Having multiple GPUs requires the data to travel more, which already imposes a significant overhead. The further the data travels, the more overhead it will impose. Therefore, it’s better to asssign multiple GPUs from the same server for a certain job.

Figure: How Horovod passes data across multiple GPUs

Observations

Figure: TensorFlow Makespan and Turnaround Time

From the figure above, you would notice that the makespan of TensorFlow jobs was reduced by almost 10% with Elastic FIFO. The turnaround time of TensorFlow jobs was also reduced by about 50% with Elastic FIFO.

Figure: PyTorch Makespan and Turnaround Time

Unlike TensorFlow, PyTorch jobs did not benefit from Elastic FIFO. The makespan was reduced by about 5% with Elastic FIFO, while the turnaround time was reduced by about 10%.

Figure: Makespan and Turnaround Time of multiple scheduling algorithms

Conclusion

This project was no easy task. To be able to make one, one should be familiar with the basics of Docker, system design of a backend, and the internals of Horovod. I had to learn all of them from scratch, and I am glad that I did it.
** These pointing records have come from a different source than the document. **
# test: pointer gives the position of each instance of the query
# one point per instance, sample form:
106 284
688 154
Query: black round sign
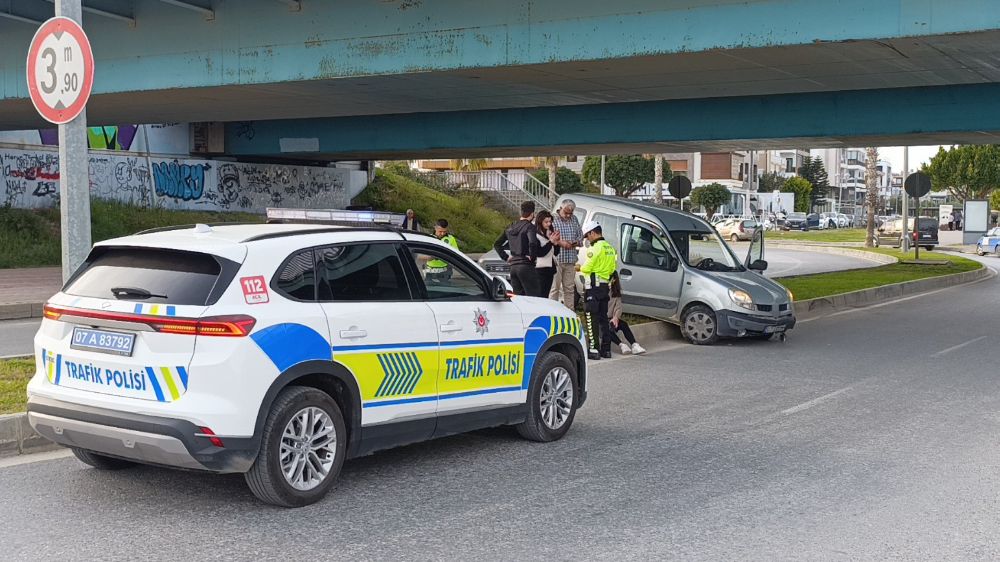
917 184
679 187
Before you go, here are some takeaways from this project:

The number of GPUs does not translate to 1 to 1 performance increase.
It’s better to assign multiple GPUs from the same server for a certain job to reduce communication costs. Otherwise, data would have to travel more, which imposes a significant overhead.
Elastic FIFO can reduce the makespan and turnaround time of TensorFlow jobs by 10% and 50% respectively.
Elastic FIFO can reduce the makespan and turnaround time of PyTorch jobs by 5% and 10% respectively.
Simplicity is the key. Using Docker, Python, and SQLite instead of Kubernetes, Go, and MongoDB reduces the required resources and development complexity significantly.
I saved a lot of development time just by spending more time on system requirements and design.

Future Works

Create a dashboard to monitor the system.
Implement a metric to measure the importance of a job.
Implement a way to scale out only important jobs with most weights with least resources.
Getting more scheduling algorithms on board.
Strenghten the security of the system, while allowing users to train models with multiple GPUs from different servers.